TURN AND FACE THE STRANGER

Penelope is very kindly handing out weekend passes to those of us who just have too damn much to do. I will, however, have to take a rain check on it until after Christmas, I suspect, as this weekend is the first of several weekends with absolutely NO FREE TIME.

Today, I’m going to have fika with a woman I’ve never met. She’s been a member of the AWC for 4 years and is nearing 80 and has never been to a single event. I talk to her several times a year, but despite the fact that I live only about 10 minutes away from her, we’ve never managed to get together or to get her to an activity. She’s an artist, a fiend for billiards and a jet setter. I can’t wait to meet her.

Finally caught up with the rest of the internet and found Mimi Smartypants, one of those Chicago bloggers I’m envious of, who writes up a storm, and makes me have to close the office door so my boss won’t come in and ask me why I’m laughing so hard. She’s got a book coming out, too (squee!), like Real Live Preacher, both of which I hope are better than the lameness that the website-to-book, Things My Girlfriend & I Have Argued About was.

I was lamenting the fact yesterday that during the inevitable aging process, added to the fact that I’ve now been away from the States for 7 years, I’ve now lost all touch with American cultural references. It doesn’t help that I lived as a teenager in Europe for 6 years with no TV, and that I don’t watch TV hardly at all ANYWAY and that I don’t have the time or the budget to see all the movies I’d like to. It’s the recipe for a bitter former Trivial Pursuit champion that no longer knows what the hell kids are talking about these days. Pop culture is history. For me, anyway. I’m still stuck with the slang of the 70s and 80s. Bitchin’.

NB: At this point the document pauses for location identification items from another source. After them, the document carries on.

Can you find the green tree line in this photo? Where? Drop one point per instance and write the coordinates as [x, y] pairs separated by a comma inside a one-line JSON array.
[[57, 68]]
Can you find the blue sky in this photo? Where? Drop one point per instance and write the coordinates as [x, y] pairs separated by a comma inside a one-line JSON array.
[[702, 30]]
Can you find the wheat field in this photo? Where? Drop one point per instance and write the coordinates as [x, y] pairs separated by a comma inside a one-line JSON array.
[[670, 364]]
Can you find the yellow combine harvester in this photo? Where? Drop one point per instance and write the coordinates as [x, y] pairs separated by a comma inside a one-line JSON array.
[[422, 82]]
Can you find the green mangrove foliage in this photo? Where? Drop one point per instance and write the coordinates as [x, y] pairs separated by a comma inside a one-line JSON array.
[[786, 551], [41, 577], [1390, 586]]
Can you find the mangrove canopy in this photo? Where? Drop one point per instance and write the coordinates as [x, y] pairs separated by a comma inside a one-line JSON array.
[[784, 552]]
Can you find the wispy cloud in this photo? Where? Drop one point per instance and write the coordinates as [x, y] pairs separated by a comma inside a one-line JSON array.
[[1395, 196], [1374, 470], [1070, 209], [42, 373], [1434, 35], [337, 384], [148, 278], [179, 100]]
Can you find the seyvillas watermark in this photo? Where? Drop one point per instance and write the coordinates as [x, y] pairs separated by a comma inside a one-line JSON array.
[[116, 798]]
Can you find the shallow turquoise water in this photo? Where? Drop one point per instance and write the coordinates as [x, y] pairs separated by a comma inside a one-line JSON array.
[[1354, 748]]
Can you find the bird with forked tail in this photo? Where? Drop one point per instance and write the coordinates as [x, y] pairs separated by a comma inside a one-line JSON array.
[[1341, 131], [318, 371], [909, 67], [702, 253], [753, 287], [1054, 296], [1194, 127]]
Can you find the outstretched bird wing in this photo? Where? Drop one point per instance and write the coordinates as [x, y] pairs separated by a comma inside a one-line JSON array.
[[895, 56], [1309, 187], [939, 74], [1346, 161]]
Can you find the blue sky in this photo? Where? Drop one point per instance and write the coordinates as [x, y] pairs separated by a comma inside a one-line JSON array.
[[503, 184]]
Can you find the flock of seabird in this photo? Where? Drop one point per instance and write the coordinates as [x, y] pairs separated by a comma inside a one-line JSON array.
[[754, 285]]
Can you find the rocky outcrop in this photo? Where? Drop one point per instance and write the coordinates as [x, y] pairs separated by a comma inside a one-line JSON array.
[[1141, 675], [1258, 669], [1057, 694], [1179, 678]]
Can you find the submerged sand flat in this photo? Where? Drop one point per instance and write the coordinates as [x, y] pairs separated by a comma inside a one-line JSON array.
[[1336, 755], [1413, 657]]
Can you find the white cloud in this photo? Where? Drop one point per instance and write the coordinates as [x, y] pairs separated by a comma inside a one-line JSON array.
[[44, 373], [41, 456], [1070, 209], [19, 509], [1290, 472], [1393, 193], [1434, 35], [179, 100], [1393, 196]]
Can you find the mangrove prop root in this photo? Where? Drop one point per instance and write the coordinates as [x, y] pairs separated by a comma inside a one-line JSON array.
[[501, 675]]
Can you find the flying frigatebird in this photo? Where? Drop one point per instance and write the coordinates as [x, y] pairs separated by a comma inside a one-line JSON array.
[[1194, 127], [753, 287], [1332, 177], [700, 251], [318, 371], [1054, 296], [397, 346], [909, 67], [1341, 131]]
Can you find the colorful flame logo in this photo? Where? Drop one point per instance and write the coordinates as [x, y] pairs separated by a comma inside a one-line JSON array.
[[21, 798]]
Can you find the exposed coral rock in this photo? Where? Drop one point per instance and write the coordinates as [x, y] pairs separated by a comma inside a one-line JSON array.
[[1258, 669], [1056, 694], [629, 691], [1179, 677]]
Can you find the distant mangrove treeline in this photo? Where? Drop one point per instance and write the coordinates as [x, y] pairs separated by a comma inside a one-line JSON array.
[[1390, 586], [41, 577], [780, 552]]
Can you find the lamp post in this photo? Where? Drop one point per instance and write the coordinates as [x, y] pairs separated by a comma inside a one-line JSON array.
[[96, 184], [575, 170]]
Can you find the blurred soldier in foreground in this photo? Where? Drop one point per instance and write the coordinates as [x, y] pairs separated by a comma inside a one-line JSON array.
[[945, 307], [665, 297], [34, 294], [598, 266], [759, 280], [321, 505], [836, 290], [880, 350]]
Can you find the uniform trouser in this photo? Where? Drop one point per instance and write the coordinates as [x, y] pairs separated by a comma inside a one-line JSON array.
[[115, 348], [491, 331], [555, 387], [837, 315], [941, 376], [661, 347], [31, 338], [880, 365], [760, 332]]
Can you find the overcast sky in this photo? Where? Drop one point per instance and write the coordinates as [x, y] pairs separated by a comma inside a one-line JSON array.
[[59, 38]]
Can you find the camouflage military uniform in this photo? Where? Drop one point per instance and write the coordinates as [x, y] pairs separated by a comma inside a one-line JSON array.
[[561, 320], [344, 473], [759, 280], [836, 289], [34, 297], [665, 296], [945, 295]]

The standard rule of thumb for expatriates is that 5 years is the limit for moving back home within the margin of comfortable repatriation. After that, so many things will have ch-ch-changed that it is like moving to a NEW country, instead of back to the old. I’ve now been outside of the U.S. for nearly 13 years. That’s more than a fourth of my life. The thing is, I don’t know how much of my feelings of being adrift in a sea of unfamiliar references have to do with the fact that I’m an expat…or that I’m nearing 40. Time may change me, but I can’t trace time, it seems.

Edited to add There’s a patch of blue sky among the grayness outside my windows…!! C’mon, SUN!